If you consume less than you burn, you will lose weight, and likewise, if you consume more than you burn, you’ll gain weight. To lose fat, you’ll need to be calorie deficient, but be wary that your body gets enough protein to ensure that you do not lose lean muscle mass.
Muscles are also great at burning calories, so a muscular body will deal with calories better than one with more body fat, even if the weights are the same. If your diary is kept up to date, you’ll see the changes that have been made and will be able to constantly change your calorie intake to match your dietary needs.
Rest doesn’t just mean the days when you are training other body parts. It means proper sleep, which is vital to muscle development and growth and it also means proper rest days. The harder you train, the more strain the body is put under, if you constantly strain and stress the body then at some point you will be injured and nothing destroys hard work or stops proper training better than a real injury. Listen to your body, and whilst it’ll try and convince you to rest more often, there will be times you need to listen to it – usually one day a week.

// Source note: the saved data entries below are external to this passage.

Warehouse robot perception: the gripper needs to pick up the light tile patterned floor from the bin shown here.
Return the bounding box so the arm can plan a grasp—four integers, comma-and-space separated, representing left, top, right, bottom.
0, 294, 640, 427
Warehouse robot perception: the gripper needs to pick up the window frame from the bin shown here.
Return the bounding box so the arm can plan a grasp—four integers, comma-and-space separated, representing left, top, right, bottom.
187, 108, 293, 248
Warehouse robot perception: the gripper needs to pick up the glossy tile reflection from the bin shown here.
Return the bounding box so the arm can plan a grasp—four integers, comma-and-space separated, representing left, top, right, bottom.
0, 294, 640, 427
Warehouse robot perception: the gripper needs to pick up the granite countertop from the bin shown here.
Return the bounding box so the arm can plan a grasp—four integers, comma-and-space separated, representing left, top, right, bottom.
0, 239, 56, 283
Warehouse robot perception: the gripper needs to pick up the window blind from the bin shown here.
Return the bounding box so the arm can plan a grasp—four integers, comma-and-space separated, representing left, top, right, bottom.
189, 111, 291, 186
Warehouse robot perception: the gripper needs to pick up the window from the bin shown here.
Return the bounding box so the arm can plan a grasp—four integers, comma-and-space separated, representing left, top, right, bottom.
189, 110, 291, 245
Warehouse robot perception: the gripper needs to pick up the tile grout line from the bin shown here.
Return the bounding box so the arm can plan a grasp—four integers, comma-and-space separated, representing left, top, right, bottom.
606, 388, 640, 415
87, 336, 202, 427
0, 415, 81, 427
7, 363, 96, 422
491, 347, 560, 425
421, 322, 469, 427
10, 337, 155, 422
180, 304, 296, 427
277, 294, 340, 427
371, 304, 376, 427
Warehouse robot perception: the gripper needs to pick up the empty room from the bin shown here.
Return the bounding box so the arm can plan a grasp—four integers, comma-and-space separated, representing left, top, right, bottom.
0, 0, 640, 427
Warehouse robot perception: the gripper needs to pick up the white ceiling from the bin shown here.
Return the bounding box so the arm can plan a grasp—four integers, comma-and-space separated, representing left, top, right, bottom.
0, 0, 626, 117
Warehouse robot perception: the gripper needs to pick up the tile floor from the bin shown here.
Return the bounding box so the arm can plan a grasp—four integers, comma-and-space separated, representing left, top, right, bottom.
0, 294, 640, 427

Coming to the realisation that you want to make a change is great. Committing to it is the next step and comes hand in hand with making a plan. Remember, use SMART goals and keep a track. But the most important thing isn’t the decision, it’s sticking with the programme. There will be tough times and times you won’t want to train, but these often turn out to be the best days!
Losing weight, or body fat and gaining muscle will take time, and energy and more than anything your commitment to seeing the change through. Using these helpful tips will help, but ultimately it is up to you. Good luck.